In its investigation, the Department of Human Rights found that there is probable cause to believe that Abbott Northwestern, a part of Allina Hospitals & Clinics, violated the state Human Rights Act by failing to reasonably accommodate Perish’s disability when it provided interpreters who were lacking in adequate certification levels.

Expert witnesses indicated that to facilitate effective communication in a medical setting, a sign language interpreter should have obtained certification by the NAD (National Association of the Deaf) at level 4 or 5, or an alternative, “parallel” certification available from the RID (Registry of Interpreters for the Deaf). The interpreter assigned to Perish lacked such certification, and there was credible evidence that the interpreter had difficulty facilitating communication for her. In addition, the Department noted that Abbott Northwestern had no written policy that addressed certification standards for sign language interpreters.

“We sincerely regret Ms. Perish’s experience, but her situation highlighted gaps in our service provision for deaf and hard-of-hearing patients and has helped us to make our service better,” said Maria Hitateguy, manager of Allina Interpreter Services. “We are committed to providing the best service to deaf and hard-of-hearing patients and feel that overall we had been delivering a high level service, but we have made improvements in timeliness of response, increased internal staffing and improved agency contracting requirements.”

In the settlement negotiated with the Department of Human Rights, Abbott Northwestern acknowledges no wrongdoing but agrees to a wide range of provisions designed to ensure adequate services for the deaf and hard-of-hearing. As part of the agreement, Abbott Northwestern will:

Provide qualified (by NAD or RID, see above) sign language interpreters to deaf or hard-of-hearing patients and their companions;
Employ at least one qualified staff interpreter working during regular business hours;
Employ at least three qualified on-call interpreters who will be paid to carry pagers and to respond to requests for interpreters outside of regular business hours;
Maintain a response time of one hour or less in at least 80 percent of nonscheduled interpreter requests, and two hours or less in 100 percent of such requests;
Provide training for hospital personnel in policies for providing effective communication with deaf and hard-of-hearing persons; and
Make all information concerning patients’ rights available in formats that will communicate the information to deaf and hard-of-hearing persons.
The hospital has agreed to file reports with the Department of Human Rights at intervals of 6, 12, 18 and 24 months, detailing the number or frequency of interpreter requests, the times an interpreter was provided or denied and the time it took in each case to provide the interpreter.

In addition to the $20,000 the hospital will pay to Perish, Abbott Northwestern also will pay:

$2,500 to the Disability Law Center, which represented Perish during the negotiations;
$500 to VSA arts of Minnesota to provide interpreter services;
$1,000 to the Guthrie Theatre to provide interpreter services; and
$1,000 to the Minnesota Registry of Interpreters for the Deaf to provide a medical interpreting workshop.
“I hope that the settlement agreement will mean that other deaf people who go to Abbott Northwestern Hospital will not experience the fear and anxiety that I experienced when there was no qualified interpreter in the emergency room,” Perish said. “And I hope that other hospitals will adopt similar policies for their emergency rooms and all other patient care areas.”

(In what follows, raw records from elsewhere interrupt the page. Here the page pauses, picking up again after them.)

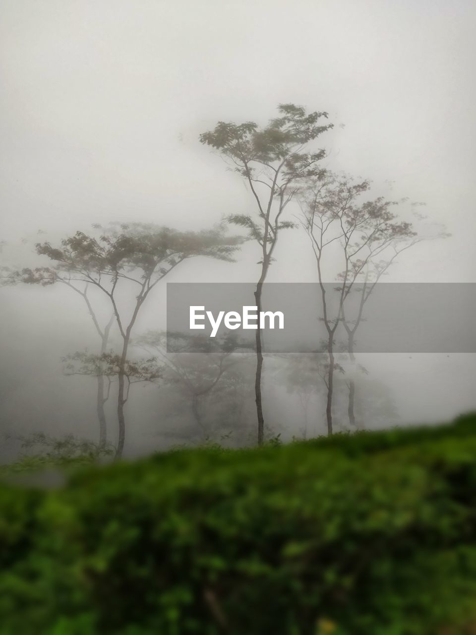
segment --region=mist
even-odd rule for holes
[[[78,231],[99,236],[110,223],[124,224],[126,234],[135,223],[199,232],[255,214],[246,180],[199,137],[219,121],[265,126],[278,105],[292,104],[325,111],[333,124],[313,141],[326,151],[322,170],[370,180],[371,199],[425,203],[416,227],[430,238],[402,253],[382,283],[476,283],[475,13],[470,3],[428,0],[4,2],[0,264],[10,272],[51,266],[36,243],[55,247]],[[297,226],[280,234],[267,283],[318,283],[298,220],[305,198],[297,193],[283,212]],[[248,237],[229,222],[223,231]],[[256,284],[259,246],[237,246],[229,260],[185,259],[141,307],[129,358],[157,357],[161,370],[131,386],[124,456],[256,442],[255,351],[237,344],[164,356],[158,335],[174,330],[166,283]],[[338,280],[339,257],[336,248],[323,262],[325,282]],[[133,288],[126,281],[118,291],[128,316]],[[88,293],[103,328],[108,298],[93,286]],[[39,432],[98,442],[97,377],[68,369],[68,356],[100,345],[83,300],[56,283],[0,288],[3,462],[21,451],[18,438]],[[145,340],[148,333],[155,339]],[[114,323],[107,350],[121,345]],[[440,423],[476,408],[473,352],[356,356],[364,369],[355,378],[359,429]],[[344,357],[334,432],[354,429]],[[216,379],[222,358],[234,363]],[[267,439],[327,434],[326,384],[308,362],[265,356]],[[117,373],[104,376],[112,382],[107,441],[116,448]]]

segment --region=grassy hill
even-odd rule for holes
[[[5,635],[474,633],[476,415],[4,484],[0,568]]]

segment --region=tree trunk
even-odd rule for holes
[[[347,408],[347,413],[348,414],[349,423],[354,427],[355,426],[355,415],[354,411],[355,399],[355,382],[353,379],[351,379],[348,385],[348,407]]]
[[[113,316],[114,317],[114,316]],[[101,340],[101,355],[103,355],[107,348],[107,340],[109,339],[109,331],[112,324],[112,318],[104,330],[104,333]],[[100,368],[100,373],[102,368]],[[98,393],[96,404],[96,411],[98,413],[99,420],[99,446],[105,447],[107,443],[107,424],[106,422],[106,413],[104,411],[104,404],[107,401],[104,396],[104,375],[102,373],[98,375]]]
[[[348,334],[348,338],[347,340],[347,352],[349,354],[350,361],[355,363],[355,358],[354,354],[353,333],[350,333]],[[352,426],[352,427],[355,427],[355,413],[354,410],[355,403],[355,382],[352,378],[350,379],[348,384],[348,406],[347,407],[347,414],[348,415],[348,421],[349,424]]]
[[[107,424],[106,423],[106,414],[104,411],[104,404],[105,403],[104,398],[104,377],[102,375],[98,375],[98,394],[96,405],[96,411],[98,413],[99,420],[99,446],[104,448],[107,442]]]
[[[116,451],[116,458],[121,458],[124,451],[124,444],[126,441],[126,418],[124,415],[124,404],[127,401],[125,394],[126,360],[127,359],[128,347],[129,346],[129,335],[128,334],[124,338],[122,346],[122,354],[121,356],[119,370],[117,375],[119,380],[119,390],[117,392],[117,422],[119,424],[119,438],[117,448]]]
[[[326,406],[326,417],[327,422],[327,435],[333,433],[332,429],[332,397],[334,391],[334,351],[333,350],[333,337],[329,335],[327,343],[329,354],[329,373],[327,375],[327,400]]]
[[[261,276],[262,277],[262,276]],[[255,291],[255,299],[258,309],[258,324],[256,328],[256,373],[255,379],[255,394],[256,402],[256,415],[258,416],[258,444],[263,445],[265,438],[265,419],[263,416],[263,403],[261,399],[261,383],[263,371],[263,350],[261,346],[261,329],[260,328],[260,312],[261,311],[261,297],[263,283],[260,281]]]
[[[194,415],[194,418],[202,432],[202,436],[204,438],[205,429],[203,427],[202,418],[200,416],[200,411],[199,410],[199,397],[197,394],[194,394],[192,396],[192,412]]]

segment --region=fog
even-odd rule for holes
[[[334,124],[314,145],[326,151],[323,168],[371,180],[374,196],[424,202],[425,227],[450,234],[402,254],[385,282],[476,283],[473,3],[4,0],[1,15],[2,265],[48,266],[36,242],[56,246],[93,224],[199,231],[229,215],[252,215],[246,183],[199,135],[219,121],[266,125],[278,104],[292,103],[326,111]],[[300,213],[293,201],[284,216]],[[235,262],[182,263],[147,298],[133,343],[171,328],[166,282],[256,283],[260,255],[249,241]],[[317,281],[302,227],[280,235],[273,256],[267,282]],[[326,282],[335,281],[334,265],[324,265]],[[91,297],[105,324],[107,299],[94,289]],[[43,432],[96,442],[96,378],[66,375],[62,362],[98,348],[81,297],[56,284],[3,286],[0,323],[3,436]],[[108,350],[120,344],[114,326]],[[133,357],[143,354],[133,347]],[[208,433],[253,442],[253,354],[240,354],[233,399],[218,391],[201,406],[201,418],[213,422],[206,434],[176,382],[133,385],[124,455],[201,443]],[[358,361],[361,394],[373,404],[362,396],[362,427],[437,423],[476,408],[473,353],[359,353]],[[288,362],[265,359],[268,436],[300,437],[305,427],[307,437],[326,434],[322,382],[316,377],[307,392],[307,379],[290,384]],[[345,381],[345,374],[337,380],[335,431],[349,429]],[[114,381],[105,406],[113,445],[116,388]],[[3,441],[2,460],[18,448]]]

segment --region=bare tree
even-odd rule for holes
[[[342,323],[347,334],[347,351],[354,357],[355,335],[361,323],[364,305],[381,276],[404,251],[422,239],[414,225],[399,217],[399,201],[387,201],[383,197],[362,200],[370,190],[368,180],[355,182],[347,177],[328,175],[321,180],[310,180],[301,197],[302,224],[310,239],[315,257],[317,277],[322,303],[322,321],[327,333],[327,351],[329,367],[326,373],[327,387],[326,420],[327,434],[333,433],[332,400],[334,373],[336,368],[334,347],[336,331]],[[338,305],[331,316],[324,281],[323,257],[333,246],[343,269],[336,277],[341,285],[336,288]],[[369,276],[371,276],[371,283]],[[346,301],[355,283],[367,276],[362,289],[357,316],[346,316]],[[348,415],[355,425],[354,400],[355,382],[348,382]]]
[[[294,196],[303,179],[322,176],[319,162],[325,156],[323,150],[306,151],[310,142],[332,128],[332,124],[319,125],[326,119],[326,112],[306,113],[301,106],[292,104],[278,107],[279,116],[265,128],[253,121],[235,124],[220,121],[215,128],[200,137],[200,141],[223,156],[248,184],[256,206],[255,213],[237,214],[228,220],[245,227],[250,239],[261,249],[261,272],[255,298],[258,311],[261,310],[263,284],[266,279],[273,253],[281,229],[294,224],[282,220],[286,207]],[[256,370],[255,396],[258,417],[258,443],[264,439],[264,417],[261,399],[263,347],[261,334],[256,329]]]
[[[38,254],[54,264],[52,268],[25,270],[25,282],[90,284],[108,299],[122,340],[118,358],[116,457],[121,457],[126,439],[124,405],[128,399],[126,368],[132,330],[144,302],[157,284],[187,258],[206,256],[231,261],[239,239],[227,237],[221,229],[178,232],[153,224],[133,223],[112,226],[100,237],[78,231],[58,246],[37,243]],[[29,276],[32,276],[31,280]],[[132,310],[121,308],[120,297],[128,294]],[[123,304],[123,303],[122,303]]]
[[[228,333],[213,340],[200,335],[168,331],[150,331],[134,344],[154,354],[163,364],[165,383],[180,384],[190,399],[191,411],[202,436],[208,427],[201,403],[219,391],[225,377],[237,364],[248,359],[247,342]]]

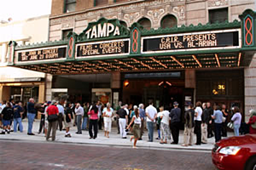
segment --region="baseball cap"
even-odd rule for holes
[[[177,105],[179,105],[179,103],[177,101],[175,101],[173,103],[173,105],[177,106]]]

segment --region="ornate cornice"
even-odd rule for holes
[[[233,22],[223,22],[223,23],[214,23],[211,24],[207,23],[205,25],[202,25],[199,23],[197,25],[191,24],[189,26],[186,26],[182,25],[181,27],[175,27],[172,28],[161,28],[159,27],[157,29],[151,29],[150,30],[143,29],[141,31],[142,36],[153,36],[159,35],[164,34],[172,34],[172,33],[183,33],[188,32],[196,32],[196,31],[204,31],[209,30],[218,30],[225,29],[233,29],[233,28],[240,28],[241,22],[235,20]]]
[[[140,12],[142,8],[152,8],[157,6],[163,6],[163,8],[170,3],[185,3],[186,0],[154,0],[142,2],[131,2],[128,4],[109,5],[105,8],[90,9],[83,11],[61,15],[61,16],[53,16],[50,17],[50,24],[54,25],[70,20],[88,19],[90,18],[100,16],[102,14],[111,14],[117,13],[130,13],[131,12]]]

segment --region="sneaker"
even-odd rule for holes
[[[28,135],[35,135],[35,134],[33,134],[33,133],[31,133],[31,134],[28,133]]]
[[[76,132],[76,134],[82,134],[81,132]]]

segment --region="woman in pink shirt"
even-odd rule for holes
[[[92,106],[91,106],[92,107]],[[89,134],[90,139],[93,138],[95,139],[97,138],[98,133],[98,108],[95,104],[93,104],[91,108],[90,108],[88,113],[90,115],[90,122],[89,122]],[[94,136],[92,133],[92,127],[93,126]]]
[[[248,122],[248,124],[250,125],[250,134],[256,134],[256,111],[251,110],[250,115],[251,116]]]

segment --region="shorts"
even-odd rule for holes
[[[47,118],[45,118],[45,120],[44,121],[44,129],[46,130],[48,129],[48,124],[49,124],[49,122],[48,122]]]
[[[71,127],[73,125],[73,124],[72,123],[72,122],[67,123],[66,121],[65,121],[64,122],[64,125],[65,125],[65,127]]]
[[[138,139],[140,138],[140,125],[134,124],[132,127],[133,135],[134,138]]]
[[[11,125],[11,120],[2,120],[3,126],[8,126]]]
[[[110,132],[111,131],[112,122],[104,122],[105,131]]]

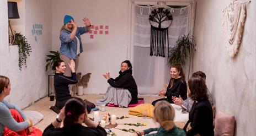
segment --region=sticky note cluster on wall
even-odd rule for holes
[[[89,34],[90,34],[90,39],[94,39],[94,35],[108,35],[109,34],[109,26],[103,25],[98,26],[92,25]]]
[[[38,41],[37,36],[42,35],[42,25],[40,24],[33,24],[31,32],[32,35],[35,36],[35,40]]]

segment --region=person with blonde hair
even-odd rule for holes
[[[151,128],[141,132],[134,133],[134,136],[161,136],[177,135],[186,136],[182,129],[178,128],[173,119],[175,116],[174,108],[166,101],[160,101],[156,104],[153,111],[154,121],[160,124],[159,128]],[[157,133],[148,134],[151,132],[157,131]]]
[[[10,94],[10,89],[9,78],[0,75],[0,135],[42,135],[22,110],[4,100]]]

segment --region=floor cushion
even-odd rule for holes
[[[233,136],[234,130],[234,116],[218,111],[215,117],[214,135]]]
[[[34,126],[44,118],[44,115],[39,112],[35,111],[23,111],[23,112],[26,117],[32,121]]]

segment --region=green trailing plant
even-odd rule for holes
[[[26,68],[26,59],[29,57],[30,53],[32,52],[30,44],[28,42],[25,36],[19,33],[15,33],[13,36],[14,39],[13,45],[17,45],[19,53],[19,69],[22,70],[22,66],[25,66]],[[15,37],[15,39],[14,39]]]
[[[179,37],[176,45],[170,48],[170,56],[168,59],[169,65],[179,63],[185,64],[186,58],[195,51],[195,37],[190,35]]]
[[[46,59],[46,65],[45,66],[45,71],[48,70],[48,68],[51,67],[54,62],[57,61],[58,59],[60,59],[60,52],[58,51],[49,51],[51,53],[51,55],[47,55],[46,56],[47,58]]]

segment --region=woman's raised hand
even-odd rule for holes
[[[90,26],[90,21],[88,18],[83,18],[83,23],[86,25],[86,26]]]
[[[74,60],[71,59],[70,60],[70,63],[68,63],[68,67],[70,68],[70,70],[71,70],[71,72],[76,72],[76,70],[74,69],[74,68],[76,67],[76,64],[74,63]]]

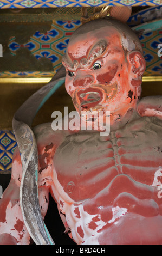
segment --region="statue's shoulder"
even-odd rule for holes
[[[137,110],[141,117],[156,117],[162,119],[162,96],[147,96],[139,101]]]
[[[51,123],[46,123],[37,125],[33,129],[37,145],[49,145],[51,143],[55,145],[59,145],[66,137],[69,135],[69,131],[63,129],[54,130]]]

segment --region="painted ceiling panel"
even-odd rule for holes
[[[162,7],[147,8],[133,14],[127,23],[138,29],[146,61],[144,76],[161,76],[162,57],[158,54],[158,47],[162,44]],[[30,10],[31,13],[21,9],[18,13],[0,9],[3,50],[0,78],[53,77],[61,65],[70,36],[81,25],[81,8]],[[90,14],[93,8],[88,10]],[[157,21],[158,26],[153,28]],[[149,28],[145,29],[148,21]]]
[[[161,4],[161,0],[3,0],[1,8],[40,8],[109,5],[150,5]]]

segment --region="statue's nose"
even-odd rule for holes
[[[73,83],[75,87],[86,87],[94,83],[93,77],[90,75],[83,75],[81,73],[76,75]]]

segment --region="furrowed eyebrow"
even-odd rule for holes
[[[71,71],[76,70],[77,66],[78,65],[78,62],[77,60],[74,60],[73,62],[70,61],[67,53],[62,56],[62,62],[65,68]]]
[[[88,53],[87,58],[82,59],[81,64],[86,68],[96,58],[98,58],[105,51],[107,46],[107,42],[105,40],[101,40],[97,42]]]

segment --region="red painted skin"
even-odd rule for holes
[[[74,74],[66,88],[76,110],[111,111],[110,135],[54,131],[51,124],[35,129],[41,210],[44,217],[50,193],[78,245],[161,245],[161,107],[153,99],[137,107],[145,61],[137,50],[125,56],[120,34],[109,29],[76,36],[63,63]],[[30,243],[19,206],[21,175],[17,150],[0,200],[1,244]]]

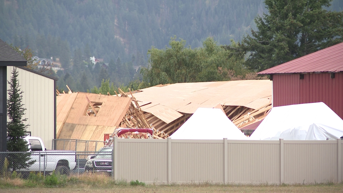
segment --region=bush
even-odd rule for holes
[[[48,175],[44,180],[44,184],[47,186],[56,186],[58,184],[58,179],[54,173],[50,175]]]
[[[136,180],[135,181],[131,180],[130,182],[130,184],[132,186],[142,186],[145,185],[145,183],[142,182],[139,182],[138,180]]]

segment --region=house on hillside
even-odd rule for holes
[[[93,64],[95,64],[97,62],[104,62],[104,58],[96,58],[94,56],[91,57],[90,59]]]
[[[53,61],[51,59],[41,58],[39,60],[37,60],[37,62],[39,65],[44,65],[52,64]]]
[[[265,70],[273,106],[323,102],[343,118],[343,43]]]

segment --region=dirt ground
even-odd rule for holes
[[[110,188],[89,187],[68,187],[62,188],[11,188],[0,189],[1,193],[283,193],[323,192],[335,193],[343,192],[343,184],[319,185],[174,185],[171,186],[147,185],[145,186],[115,185]]]

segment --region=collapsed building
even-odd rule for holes
[[[269,80],[246,80],[161,84],[113,96],[57,93],[57,138],[102,141],[123,127],[152,128],[154,138],[166,138],[200,107],[221,109],[250,135],[271,109],[271,90]]]

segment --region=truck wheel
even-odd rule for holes
[[[56,167],[55,171],[61,175],[69,175],[70,173],[70,170],[67,166],[59,166]]]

“Hospitals, like all other public accommodations, are required by the state Human Rights Act to make reasonable accommodations for persons who are deaf or hard-of-hearing,” said Commissioner Korbel. “The Department of Human Rights is eager to provide information and other assistance to medical providers, who need help understanding sign language interpreter issues, to meet their responsibilities under the law. We are also prepared to act when providers fail to meet those responsibilities.”